Show are SV (A,B) and MP data (C-F) for mixtures of N-protein with stem-loop RNA SL7 in molar ratio of 1(N):1.15(SL7) at high concentration of 3 μM (A,D) or low concentration of 0.3 μM (B,C,E,F) in reducing buffer conditions. All panels use the same color scheme for N-protein: ancestral (black), N:P13L,Δ31-33 (red), N:G215C (orange), Nο (cyan), N:R203K/G204R (blue), Nλ (magenta). (A) Sedimentation coefficient distributions of mixtures equilibrated at high concentration, with reaction boundary peaks magnified in the inset. For reference, the ancestral RNP s-value is drawn as dotted vertical line. Absorbance data are recorded at 260 nm and are weighted by SL7 content of sedimenting species. Higher reaction boundary s-values signify greater affinity or lifetime of the mutant RNPs. (B) Sedimentation coefficient distributions of the same samples as in (A), tenfold diluted and equilibrated, highlight dissociation of most RNPs into a range of intermediate size complexes. (C) MP experiments of equilibrated 0.3 μM mixtures. The measured number distributions are presented as cumulative distributions, which display higher percentages of large species as shifts to the right. Most samples are largely dissociated into dimers, with remaining peaks corresponding to populations of dimer to hexamers of N2/SL72 subunits (as highlighted in the differential distributions in the inset). As an example for the resolution of distinct species, the inset shows the differential distribution (histogram) for N:R203K/G204R (blue), ancestral N (black), and N:P13L,Δ31-33 (red). (D) Mass distributions acquired in stopped-flow configuration applied to 3 μM mixtures. Larger (negative) contrasts correspond to higher molecular weights, with major peaks corresponding to species containing 1, 4, 5, and 6 N2/SL72 subunits. (E) For kinetic experiments, mass distributions were acquired in different time intervals after tenfold dilution of 3 μM mixtures, here showing data collected from 3 sec to 23 sec. (F) Number-average molecular weights of assembled RNPs between 500 and 1500 kDa observed in consecutive 20 sec data acquisition intervals after tenfold dilution of 3 μM mixtures (circles). The dashed horizontal lines are number-averages determined from the equilibrated 0.3 μM mixtures in (E). The solid lines are a best-fit single exponentials constrained to decay to the measured equilibrium values, yielding RNP lifetimes listed in Table 1.

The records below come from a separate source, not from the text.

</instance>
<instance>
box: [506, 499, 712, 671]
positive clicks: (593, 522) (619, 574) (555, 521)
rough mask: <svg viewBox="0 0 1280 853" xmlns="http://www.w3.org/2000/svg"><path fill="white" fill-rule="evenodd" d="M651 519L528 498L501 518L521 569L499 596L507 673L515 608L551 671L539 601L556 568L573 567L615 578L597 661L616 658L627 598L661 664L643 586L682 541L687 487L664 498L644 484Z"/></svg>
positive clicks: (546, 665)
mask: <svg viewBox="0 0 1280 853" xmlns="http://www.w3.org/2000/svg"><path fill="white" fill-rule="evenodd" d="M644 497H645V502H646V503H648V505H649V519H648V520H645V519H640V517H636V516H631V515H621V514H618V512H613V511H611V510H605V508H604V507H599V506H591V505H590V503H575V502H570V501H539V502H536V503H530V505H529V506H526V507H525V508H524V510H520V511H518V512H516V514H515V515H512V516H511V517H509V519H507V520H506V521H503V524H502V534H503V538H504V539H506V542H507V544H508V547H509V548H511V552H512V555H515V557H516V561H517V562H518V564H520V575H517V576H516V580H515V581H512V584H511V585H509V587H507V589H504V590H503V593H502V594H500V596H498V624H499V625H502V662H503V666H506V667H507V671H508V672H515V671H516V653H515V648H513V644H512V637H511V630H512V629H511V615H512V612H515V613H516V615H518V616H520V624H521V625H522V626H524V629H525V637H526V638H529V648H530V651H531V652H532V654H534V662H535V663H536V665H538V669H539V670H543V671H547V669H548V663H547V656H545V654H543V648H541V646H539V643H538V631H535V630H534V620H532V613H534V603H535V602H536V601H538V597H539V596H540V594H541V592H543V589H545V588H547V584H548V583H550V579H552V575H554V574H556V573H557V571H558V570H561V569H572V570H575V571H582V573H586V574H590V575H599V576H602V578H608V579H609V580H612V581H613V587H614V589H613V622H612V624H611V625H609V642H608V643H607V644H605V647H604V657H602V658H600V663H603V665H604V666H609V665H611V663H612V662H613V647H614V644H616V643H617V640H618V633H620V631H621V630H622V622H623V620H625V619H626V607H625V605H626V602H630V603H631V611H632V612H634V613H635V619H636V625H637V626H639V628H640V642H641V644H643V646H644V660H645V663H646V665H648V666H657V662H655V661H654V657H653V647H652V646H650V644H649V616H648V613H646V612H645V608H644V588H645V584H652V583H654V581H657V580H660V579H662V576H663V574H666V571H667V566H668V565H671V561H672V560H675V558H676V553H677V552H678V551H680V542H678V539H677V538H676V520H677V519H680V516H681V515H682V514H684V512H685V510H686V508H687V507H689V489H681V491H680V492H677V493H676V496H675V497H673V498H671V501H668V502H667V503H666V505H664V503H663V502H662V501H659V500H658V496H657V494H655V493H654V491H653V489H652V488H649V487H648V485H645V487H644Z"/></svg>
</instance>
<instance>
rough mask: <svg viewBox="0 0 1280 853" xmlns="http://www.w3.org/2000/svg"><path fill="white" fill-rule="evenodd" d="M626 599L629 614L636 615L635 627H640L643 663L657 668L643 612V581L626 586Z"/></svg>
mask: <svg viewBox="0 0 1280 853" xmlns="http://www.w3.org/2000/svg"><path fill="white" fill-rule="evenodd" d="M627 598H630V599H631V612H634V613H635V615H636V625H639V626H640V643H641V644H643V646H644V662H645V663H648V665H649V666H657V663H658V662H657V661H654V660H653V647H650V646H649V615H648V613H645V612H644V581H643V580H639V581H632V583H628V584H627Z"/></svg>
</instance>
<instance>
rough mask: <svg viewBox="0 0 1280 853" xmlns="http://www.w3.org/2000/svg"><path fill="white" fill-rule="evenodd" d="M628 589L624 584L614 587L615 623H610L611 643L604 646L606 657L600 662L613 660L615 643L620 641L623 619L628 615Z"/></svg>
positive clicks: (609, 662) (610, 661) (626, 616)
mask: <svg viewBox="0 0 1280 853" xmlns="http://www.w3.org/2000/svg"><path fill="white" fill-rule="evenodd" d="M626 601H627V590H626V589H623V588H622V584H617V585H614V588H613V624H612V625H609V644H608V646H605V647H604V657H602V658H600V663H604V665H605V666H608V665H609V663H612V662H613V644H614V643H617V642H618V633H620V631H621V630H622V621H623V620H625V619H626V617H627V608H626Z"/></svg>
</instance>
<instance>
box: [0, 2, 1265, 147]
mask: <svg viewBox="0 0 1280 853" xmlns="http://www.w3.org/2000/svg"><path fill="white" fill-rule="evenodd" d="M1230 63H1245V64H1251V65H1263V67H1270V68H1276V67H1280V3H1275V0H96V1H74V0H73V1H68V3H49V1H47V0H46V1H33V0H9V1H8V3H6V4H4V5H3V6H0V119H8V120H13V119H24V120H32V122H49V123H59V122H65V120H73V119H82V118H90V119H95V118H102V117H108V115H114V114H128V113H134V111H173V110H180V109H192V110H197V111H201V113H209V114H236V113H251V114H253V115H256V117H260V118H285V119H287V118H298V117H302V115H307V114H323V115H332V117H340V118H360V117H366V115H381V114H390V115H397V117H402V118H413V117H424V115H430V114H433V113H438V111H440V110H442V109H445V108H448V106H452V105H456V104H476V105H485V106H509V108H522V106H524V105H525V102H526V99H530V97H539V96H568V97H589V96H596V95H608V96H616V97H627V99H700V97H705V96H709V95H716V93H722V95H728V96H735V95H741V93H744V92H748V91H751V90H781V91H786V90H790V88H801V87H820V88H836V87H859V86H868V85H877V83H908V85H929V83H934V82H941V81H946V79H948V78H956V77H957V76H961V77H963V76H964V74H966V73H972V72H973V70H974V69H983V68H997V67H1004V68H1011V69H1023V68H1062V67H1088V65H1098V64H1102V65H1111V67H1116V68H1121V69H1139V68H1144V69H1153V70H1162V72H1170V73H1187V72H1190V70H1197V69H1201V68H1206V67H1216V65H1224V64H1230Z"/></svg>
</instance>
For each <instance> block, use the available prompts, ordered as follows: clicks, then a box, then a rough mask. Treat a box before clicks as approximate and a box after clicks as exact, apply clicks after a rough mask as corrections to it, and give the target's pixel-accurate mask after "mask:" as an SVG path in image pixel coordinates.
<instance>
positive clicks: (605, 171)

Impact of LRS disulfide bonds on the size and stability of RNPs.

N-protein with cysteine mutations in the LRS were oxidized to form disulfide-linked oligomers (as shown in Figure 4A) and mixed with stem-loop RNA SL7 in molar ratio of 1(N):1.15(SL7). Shown are data for oxidized N:G215C* (brown) and oxidized Nλ* (green), and for comparison, reduced N:G215C (yellow) and reduced Nλ (magenta). (A) Sedimentation coefficient distributions at 3 μM (solid lines) and 0.3 μM (dashed lines) protein. (B) Molecular weight distributions in MP experiments of the same mixtures rapidly diluted to 0.3 μM protein, acquired from 3 – 23 sec after dilution. (C) Time-course of number-average RNP molecular weights between 500 and 1,500 kDa (circles), determined from rapid dilution experiments in (B) for consecutive 20 sec data acquisition intervals. The solid lines are best-fit single-exponential decays constrained to attain the separately measured equilibrium values at 0.3 μM protein (dashed lines), with lifetimes listed in Table 1.

Mutation effect on packaging and cell entry in a VLP assay.

Error bars are standard deviations from n = 4. Stars indicate significance (P > 0.95) of a two-sided Kolmogorov-Smirnov test comparing the control ancestral measurements with mutants.

Replication kinetics of recombinant SARS-CoV-2 reporter viruses in cell lines.

(A) Representative images of Vero-TMPRSS2 and A549-ACE2 cells infected with SARS-CoV-2 P13L or WT at different time points post-infection. (B) Quantification of fluorescence intensity from P13L and WT virus infections shown in (A). (C) Viral titers in the supernatant from infected cells. Error bars are standard deviations (n = 3), and stars indicate significant differences on a P=0.95 confidence level.